In the wake of the Ravens announcement regarding the cancellation of training camp at McDaniel College, I have been carrying out an impassioned plea for the business community in the Westminster surroundings.
I have no direct stake in the race; no business interests or immediate family residing in the Carroll County area.
But, I do have a heart and sense of fellowship …..
At the core of this frustrating situation, from my perspective, is the reality of witnessing the very first casuaties of the National Football League’s battle among its division of owners and players.
I suppose that’s a given of “war” huh? The innocent always seem to get caught up in the crossfire – or they pay for simply being in the wrong place, at the wrong time.
I could probably spew a couple dozen analogies and clever quotes aimed at sensationalizing the plight of the Westminster business community as we’re now a couple days removed from the training camp cancellation.
But, I’ll just be blunt …..
The NFL owes Westminster.
Will Roger Goodell, along with 32 ownership groups and thousands of players see it at that way? Of course, NOT. After all, the self-serving audacity and nearsightedness of both factions have caused such a resulting problem.
Amid reports of renewed optimism and the possible immediacy of a resolution to the lockout, it appears owners and players might be championing a “deal struck” within the next week or so …..
They’ll be certain to iron out differences regarding shared revenue, free agency, length of seasons and wage caps for rookies. But, will either side pull their head from the sand (or somewhere darker) to notice the carnage and financial loss suffered by a specific community supporting the NFL product?
Once again, no.
They’re too busy looking out for themselves.
As I said on Wednesday, this is not specifically the fault of the Baltimore Ravens organization. From the outside peripheree, we have monitored Steve Bisciotti living up to his word on how his organization would handle the crisis.
There has been no mudslinging, nor hardline public stances by ANYONE in Owings Mills. And, most Ravens players have been rather muzzled on issues, as well.
The Ravens have delivered championship-caliber football to Baltimore and its loyal surrounding of purple lovin’ communities. And, more importantly, the Ravens organization has been top notch stewards of good public relations.
The problems and associated fallout from Carroll County’s economic loss is at the hands of a bigger behemoth than the Ravens. That’s just the direct truth.
Make no mistake about it, the NFL owes Westminster’s business community some gesture or commitment of amending the upcoming loss of business.
The very businesses on and around that Route 140 corridor are symbolic and very authentic victims of the NFL’s stubborn manipulations.
As they come to an agreement, will either side step up and say, “before we nail this down, what are we going to do in helping the communities directly affected by this lockout?”

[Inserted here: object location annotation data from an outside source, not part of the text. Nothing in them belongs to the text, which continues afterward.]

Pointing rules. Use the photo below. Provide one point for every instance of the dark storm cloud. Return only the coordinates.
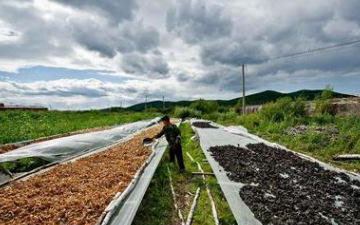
(32, 43)
(197, 21)
(108, 41)
(115, 10)
(233, 52)
(60, 88)
(153, 66)
(63, 35)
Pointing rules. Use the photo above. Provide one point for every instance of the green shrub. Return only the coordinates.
(282, 109)
(323, 102)
(185, 112)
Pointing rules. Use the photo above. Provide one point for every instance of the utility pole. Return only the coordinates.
(243, 69)
(145, 102)
(163, 102)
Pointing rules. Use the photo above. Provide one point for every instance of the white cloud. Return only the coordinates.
(182, 49)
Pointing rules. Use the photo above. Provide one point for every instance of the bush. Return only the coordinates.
(184, 112)
(282, 109)
(323, 102)
(205, 106)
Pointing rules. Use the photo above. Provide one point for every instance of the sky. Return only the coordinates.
(88, 54)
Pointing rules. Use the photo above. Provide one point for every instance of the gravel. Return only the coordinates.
(283, 188)
(203, 125)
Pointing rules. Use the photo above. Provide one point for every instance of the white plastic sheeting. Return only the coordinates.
(212, 137)
(67, 147)
(239, 137)
(126, 210)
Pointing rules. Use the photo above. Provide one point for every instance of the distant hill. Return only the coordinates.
(254, 99)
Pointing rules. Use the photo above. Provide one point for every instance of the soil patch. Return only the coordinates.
(76, 192)
(203, 125)
(283, 188)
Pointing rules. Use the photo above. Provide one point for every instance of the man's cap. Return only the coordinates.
(165, 118)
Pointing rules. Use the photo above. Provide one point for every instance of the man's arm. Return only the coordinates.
(161, 133)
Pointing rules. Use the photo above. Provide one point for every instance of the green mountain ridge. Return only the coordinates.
(253, 99)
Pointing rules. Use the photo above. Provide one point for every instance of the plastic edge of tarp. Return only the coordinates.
(306, 157)
(44, 168)
(125, 211)
(120, 197)
(276, 145)
(36, 149)
(217, 167)
(243, 216)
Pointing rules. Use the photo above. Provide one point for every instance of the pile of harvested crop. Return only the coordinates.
(203, 125)
(8, 147)
(76, 192)
(283, 188)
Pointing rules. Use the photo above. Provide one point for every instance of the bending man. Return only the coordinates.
(173, 137)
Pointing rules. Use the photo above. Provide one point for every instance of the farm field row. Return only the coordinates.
(76, 192)
(19, 125)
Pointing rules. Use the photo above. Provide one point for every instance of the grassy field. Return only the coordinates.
(325, 136)
(157, 206)
(25, 125)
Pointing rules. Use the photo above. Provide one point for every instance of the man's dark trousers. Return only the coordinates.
(176, 150)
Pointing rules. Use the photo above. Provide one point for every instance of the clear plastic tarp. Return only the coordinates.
(126, 211)
(71, 146)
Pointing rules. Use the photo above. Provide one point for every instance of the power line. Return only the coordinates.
(316, 50)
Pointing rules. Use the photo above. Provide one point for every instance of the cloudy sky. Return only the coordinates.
(78, 54)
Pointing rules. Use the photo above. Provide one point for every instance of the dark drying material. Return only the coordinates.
(203, 125)
(286, 189)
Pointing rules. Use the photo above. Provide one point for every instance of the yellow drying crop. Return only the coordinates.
(76, 192)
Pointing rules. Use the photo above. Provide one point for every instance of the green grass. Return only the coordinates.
(25, 125)
(274, 119)
(157, 205)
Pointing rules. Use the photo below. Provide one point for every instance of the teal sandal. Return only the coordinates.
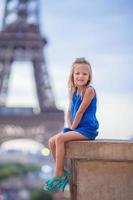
(57, 184)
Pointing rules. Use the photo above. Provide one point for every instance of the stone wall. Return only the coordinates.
(102, 169)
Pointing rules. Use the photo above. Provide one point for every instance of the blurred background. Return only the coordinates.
(101, 31)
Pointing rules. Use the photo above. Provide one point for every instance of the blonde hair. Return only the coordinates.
(71, 86)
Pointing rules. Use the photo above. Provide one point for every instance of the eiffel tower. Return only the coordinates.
(20, 39)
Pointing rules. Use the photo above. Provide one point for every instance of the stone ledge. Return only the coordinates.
(109, 150)
(101, 169)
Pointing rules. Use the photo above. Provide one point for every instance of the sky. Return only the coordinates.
(101, 31)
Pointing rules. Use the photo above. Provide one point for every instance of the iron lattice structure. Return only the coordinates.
(20, 39)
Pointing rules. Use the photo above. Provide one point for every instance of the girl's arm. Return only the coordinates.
(88, 96)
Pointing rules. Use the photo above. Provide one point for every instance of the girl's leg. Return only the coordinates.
(52, 145)
(60, 149)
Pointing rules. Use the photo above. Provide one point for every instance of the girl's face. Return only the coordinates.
(80, 74)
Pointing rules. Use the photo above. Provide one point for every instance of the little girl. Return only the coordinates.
(82, 123)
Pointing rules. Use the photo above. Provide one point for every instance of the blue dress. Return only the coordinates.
(88, 124)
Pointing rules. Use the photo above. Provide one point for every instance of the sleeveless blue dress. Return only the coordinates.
(88, 124)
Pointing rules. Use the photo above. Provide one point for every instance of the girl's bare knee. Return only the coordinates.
(51, 142)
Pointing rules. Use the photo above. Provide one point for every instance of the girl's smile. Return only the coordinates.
(80, 75)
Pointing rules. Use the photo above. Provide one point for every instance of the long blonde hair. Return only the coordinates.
(72, 88)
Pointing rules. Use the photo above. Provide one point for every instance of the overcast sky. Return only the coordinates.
(102, 32)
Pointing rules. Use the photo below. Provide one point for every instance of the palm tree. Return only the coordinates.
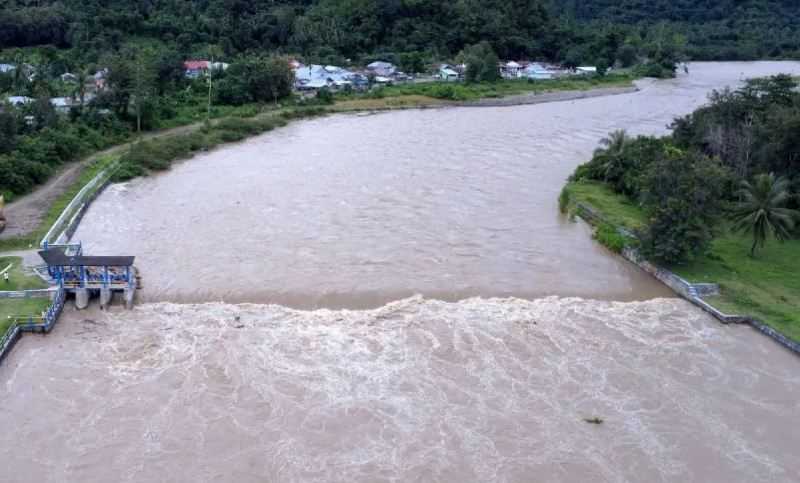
(763, 211)
(610, 150)
(614, 143)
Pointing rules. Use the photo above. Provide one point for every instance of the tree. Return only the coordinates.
(256, 79)
(627, 55)
(682, 195)
(482, 63)
(412, 62)
(762, 211)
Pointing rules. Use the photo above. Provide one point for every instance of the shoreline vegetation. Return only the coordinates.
(716, 201)
(766, 287)
(157, 150)
(19, 307)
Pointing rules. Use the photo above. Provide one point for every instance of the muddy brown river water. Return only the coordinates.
(524, 327)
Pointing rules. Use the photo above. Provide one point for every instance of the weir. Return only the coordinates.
(84, 275)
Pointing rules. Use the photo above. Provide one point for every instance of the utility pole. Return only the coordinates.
(210, 72)
(139, 96)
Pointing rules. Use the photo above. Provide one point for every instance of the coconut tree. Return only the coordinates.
(614, 143)
(609, 153)
(763, 211)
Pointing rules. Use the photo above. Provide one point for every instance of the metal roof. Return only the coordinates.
(55, 257)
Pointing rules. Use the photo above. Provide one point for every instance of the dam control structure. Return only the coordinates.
(85, 275)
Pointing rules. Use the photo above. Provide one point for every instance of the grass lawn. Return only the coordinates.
(466, 92)
(20, 307)
(18, 280)
(766, 287)
(616, 208)
(33, 239)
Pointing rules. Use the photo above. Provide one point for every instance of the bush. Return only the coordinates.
(609, 237)
(564, 199)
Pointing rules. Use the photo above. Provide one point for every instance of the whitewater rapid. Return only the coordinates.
(418, 390)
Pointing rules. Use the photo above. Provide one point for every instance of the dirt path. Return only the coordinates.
(25, 214)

Yeah, right …. you’ll have a better chance seeing Joe Flacco, Lamar Woodley and Dhani Jones vacationing together at Disney World.
I don’t have the answers on how to help Westminster. But, I do know the NFL has an obligation to do it. Then again, they’ve probably missed living up to a number of such obligations over the last few months.
Once again, its not the direct fault, nor the direct responsibility of the Ravens to aid Caroll County’s businesses. But, saying “we’ll see ya in 2012” is not a remedy, either.
I know fans haven’t reacted much, at all. That’s typical fandom, though. Wait ’til the end of July rolls around and thousands settle for a day or two of reassembled training camp observations at M&T Bank Stadium.
Kids will get over it. Adults will get over it. But, will all the businesses that depend on a stream of revenue flowing into the Westminster business community survive it? Maybe …. maybe not.
My hearty congratulations to every member of the National Football League, in anticipation of your upcoming labor deal. It’s certainly about time. Meanwhile, it’s a shame you had to sacrifice some “small guys” in the process.
But, that’s business in America, huh?